Forecasting the Mechanical Properties of Plastic Concrete Employing Experimental Data Using Machine Learning Algorithms: DT, MLPNN, SVM, and RF

Increased population necessitates an expansion of infrastructure and urbanization, resulting in growth in the construction industry. A rise in population also results in an increased plastic waste, globally. Recycling plastic waste is a global concern. Utilization of plastic waste in concrete can be an optimal solution from recycling perspective in construction industry. As environmental issues continue to grow, the development of predictive machine learning models is critical. Thus, this study aims to create modelling tools for estimating the compressive and tensile strengths of plastic concrete. For predicting the strength of concrete produced with plastic waste, this research integrates machine learning algorithms (individual and ensemble techniques), including bagging and adaptive boosting by including weak learners. For predicting the mechanical properties, 80 cylinders for compressive strength and 80 cylinders for split tensile strength were casted and tested with varying percentages of irradiated plastic waste, either as of cement or fine aggregate replacement. In addition, a thorough and reliable database, including 320 compressive strength tests and 320 split tensile strength tests, was generated from existing literature. Individual, bagging and adaptive boosting models of decision tree, multilayer perceptron neural network, and support vector machines were developed and compared with modified learner model of random forest.
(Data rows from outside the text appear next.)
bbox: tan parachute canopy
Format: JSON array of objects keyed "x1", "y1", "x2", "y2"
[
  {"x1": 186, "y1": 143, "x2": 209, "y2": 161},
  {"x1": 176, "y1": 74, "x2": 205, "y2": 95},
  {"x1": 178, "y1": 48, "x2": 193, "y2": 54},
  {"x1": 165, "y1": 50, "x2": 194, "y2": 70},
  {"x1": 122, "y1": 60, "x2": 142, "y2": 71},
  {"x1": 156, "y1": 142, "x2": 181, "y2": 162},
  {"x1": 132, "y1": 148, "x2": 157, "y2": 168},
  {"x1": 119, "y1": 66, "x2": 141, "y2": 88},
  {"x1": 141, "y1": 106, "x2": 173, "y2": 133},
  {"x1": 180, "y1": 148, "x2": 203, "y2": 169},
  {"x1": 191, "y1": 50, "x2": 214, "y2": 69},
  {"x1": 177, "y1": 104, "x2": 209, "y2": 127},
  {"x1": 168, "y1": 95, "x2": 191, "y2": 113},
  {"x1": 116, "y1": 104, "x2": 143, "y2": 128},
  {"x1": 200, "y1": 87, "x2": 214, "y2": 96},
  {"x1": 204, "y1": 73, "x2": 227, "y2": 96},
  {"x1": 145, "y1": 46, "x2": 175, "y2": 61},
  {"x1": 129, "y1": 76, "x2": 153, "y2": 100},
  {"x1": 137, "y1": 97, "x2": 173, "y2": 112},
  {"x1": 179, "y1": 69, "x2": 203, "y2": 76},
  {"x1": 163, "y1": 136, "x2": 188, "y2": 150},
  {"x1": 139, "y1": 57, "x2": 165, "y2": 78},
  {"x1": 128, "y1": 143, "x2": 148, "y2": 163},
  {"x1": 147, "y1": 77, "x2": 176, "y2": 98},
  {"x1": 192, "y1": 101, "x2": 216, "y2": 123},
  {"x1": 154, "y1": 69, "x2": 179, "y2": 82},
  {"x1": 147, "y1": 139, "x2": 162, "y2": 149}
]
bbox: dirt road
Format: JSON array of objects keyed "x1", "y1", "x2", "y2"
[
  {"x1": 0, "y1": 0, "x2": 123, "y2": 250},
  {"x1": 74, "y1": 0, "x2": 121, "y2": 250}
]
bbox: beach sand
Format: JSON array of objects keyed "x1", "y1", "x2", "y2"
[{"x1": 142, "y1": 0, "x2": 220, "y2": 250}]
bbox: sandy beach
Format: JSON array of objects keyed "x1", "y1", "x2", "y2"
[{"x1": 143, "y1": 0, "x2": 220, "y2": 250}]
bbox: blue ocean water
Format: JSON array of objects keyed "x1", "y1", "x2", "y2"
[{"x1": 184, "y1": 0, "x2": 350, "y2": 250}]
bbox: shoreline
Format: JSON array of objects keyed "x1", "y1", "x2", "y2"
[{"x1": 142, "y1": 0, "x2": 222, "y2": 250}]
The results implied that individual model response was enriched by utilizing bagging and boosting learners. A random forest with a modified learner algorithm provided the robust performance of the models with coefficient correlation of 0.932 for compressive strength and 0.86 for split tensile strength with the least errors. Sensitivity analyses showed that tensile strength models were least sensitive to water and coarse aggregates, while cement, silica fume, coarse aggregate, and age have a substantial effect on compressive strength models. To minimize overfitting errors and corroborate the generalized modelling result, a cross-validation K-Fold technique was used. Machine learning algorithms are used to predict mechanical properties of plastic concrete to promote sustainability in construction industry.